My advice, as someone who's been on both sides of the interview table; if you're going to ask candidates to do a coding challenge, make it one which:

  • They can complete to both their satisfaction and yours quickly, ideally in no more than two hours. Remember; your candidate for a senior position is probably speaking to half a dozen or more other businesses who may all be asking them to do some kind of technical test in their limited free time. Why would they want to work for you if there's another company who would take their arm off to have them, without expecting them to put in a half or full day of unpaid work just to prove themselves?

  • Is in some way related to the real products they will be working on. Get the candidate excited about who you are and what you do.

  • Has the expected inputs, outputs and desired scope clearly defined. It may be tempting to leave parts open to interpretation or the applicant's imagination to see what variety comes back to you, but the reality is this is a poor metric for quality. We don't build successful software in the real world to vague aspirations, we do it to well-documented requirements, purpose and directly measurable outcomes. If you wouldn't consider it sufficiently refined to give to a developer on the job, you shouldn't be giving it to someone applying for the job.

  • You are upfront is not expected to be feature-complete or have all parts written to real-world standards, provided the core acceptance criteria are met. You can ask them afterwards in interview to talk about how they would do the code better as a paid employee.

  • Takes place unmonitored and untimed, in the applicant's own environment, using their choice of tools and free to reference or look up anything they need to.

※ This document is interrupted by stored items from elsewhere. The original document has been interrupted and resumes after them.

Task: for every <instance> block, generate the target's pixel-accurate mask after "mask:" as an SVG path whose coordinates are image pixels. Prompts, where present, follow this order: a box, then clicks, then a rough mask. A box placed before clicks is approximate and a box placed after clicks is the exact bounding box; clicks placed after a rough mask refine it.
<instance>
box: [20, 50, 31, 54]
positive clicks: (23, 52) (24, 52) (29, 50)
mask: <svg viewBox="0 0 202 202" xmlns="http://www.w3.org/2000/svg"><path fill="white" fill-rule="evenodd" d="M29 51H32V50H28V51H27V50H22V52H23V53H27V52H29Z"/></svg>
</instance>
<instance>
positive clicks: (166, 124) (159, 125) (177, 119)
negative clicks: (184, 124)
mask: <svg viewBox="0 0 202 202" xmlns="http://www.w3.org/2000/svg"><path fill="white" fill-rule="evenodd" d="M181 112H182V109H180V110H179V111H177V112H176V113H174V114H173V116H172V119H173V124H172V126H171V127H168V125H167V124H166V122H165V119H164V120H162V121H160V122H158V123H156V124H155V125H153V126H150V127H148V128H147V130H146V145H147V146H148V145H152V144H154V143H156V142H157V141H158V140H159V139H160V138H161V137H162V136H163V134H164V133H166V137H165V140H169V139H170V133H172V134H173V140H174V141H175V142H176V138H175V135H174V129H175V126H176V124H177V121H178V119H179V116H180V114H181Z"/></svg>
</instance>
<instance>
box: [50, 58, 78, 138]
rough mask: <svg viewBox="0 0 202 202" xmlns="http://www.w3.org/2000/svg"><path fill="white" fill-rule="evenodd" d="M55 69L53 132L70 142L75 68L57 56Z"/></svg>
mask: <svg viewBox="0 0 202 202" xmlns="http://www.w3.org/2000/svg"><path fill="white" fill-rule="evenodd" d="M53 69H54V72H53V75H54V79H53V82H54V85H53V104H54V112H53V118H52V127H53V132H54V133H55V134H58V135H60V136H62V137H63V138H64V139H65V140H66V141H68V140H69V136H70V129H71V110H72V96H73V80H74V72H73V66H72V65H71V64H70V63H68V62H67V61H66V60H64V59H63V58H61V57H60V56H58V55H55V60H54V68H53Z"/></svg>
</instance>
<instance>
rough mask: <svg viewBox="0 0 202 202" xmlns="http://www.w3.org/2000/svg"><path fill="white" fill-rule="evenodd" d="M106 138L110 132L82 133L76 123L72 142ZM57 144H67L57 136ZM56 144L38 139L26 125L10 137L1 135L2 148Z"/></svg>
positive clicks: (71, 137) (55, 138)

You know, like how we build software in the real world.

Finally, the further advice I'd give businesses more broadly, particularly those who have found they're struggling to fill roles or rejecting a large percentage of applicants:

  • Don't automatically rule out a candidate only and entirely on the basis of their results in a technical quiz or code challenge. In many cases, it may turn out to be worth the half hour of your time to find out why they struggled, what they found difficult and whether if the test conditions or wording had been different, they might have had a different outcome. If the majority of candidates are failing your technical test, you need to ask yourself if there's a possibility your test is the problem.

  • Don't assume because a candidate does well on a technical test, can demonstrate basic syntactical awareness of a language, or pass a random pop-quiz about acronyms, this means they will be a good developer. Good technical interviews are both personal and situational. Ask the applicant about their work history, their interests, their opinion on languages, frameworks, system design, applicaton security, testing techniques etc. You'll get far more out of giving someone the opportunity to be themselves and talk freely about their passions than you will out of asking them to give a textbook definition of polymorphism.

  • If an applicant has real projects or personal code they are able to share with you, or open source contributions, allow them to present and talk about these as an alternative to completing a bespoke code sample. Not only does it save everyone valuable time, they will probably be more excited to go through something they did for a real purpose and in turn you will get a more qualitative measure of their ability to solve real problems, and a good look at what they consider to be a decent example of their coding.

Balance both sides

Hiring can be difficult. Finding a job in which you're happy and fulfilled can be difficult. I guess the conclusion for me is here is whichever side of the interview table you find yourself sitting on, be mindful that it is a two way street.

As a candidate, you do have to try to show your best and be willing to establish what you can do, why you're a valuable asset. But as an employer, don't forget, if this applicant really is a good developer, there are dozens of other businesses out there just as eager as you to get them on board and fill that vacancy. If you're putting qualified candidates through a long, multi-stage, drawn out hiring process which gives the impression you don't think their time is as valuable as yours, you might end up finding your vacancies remain open longer than you'd like.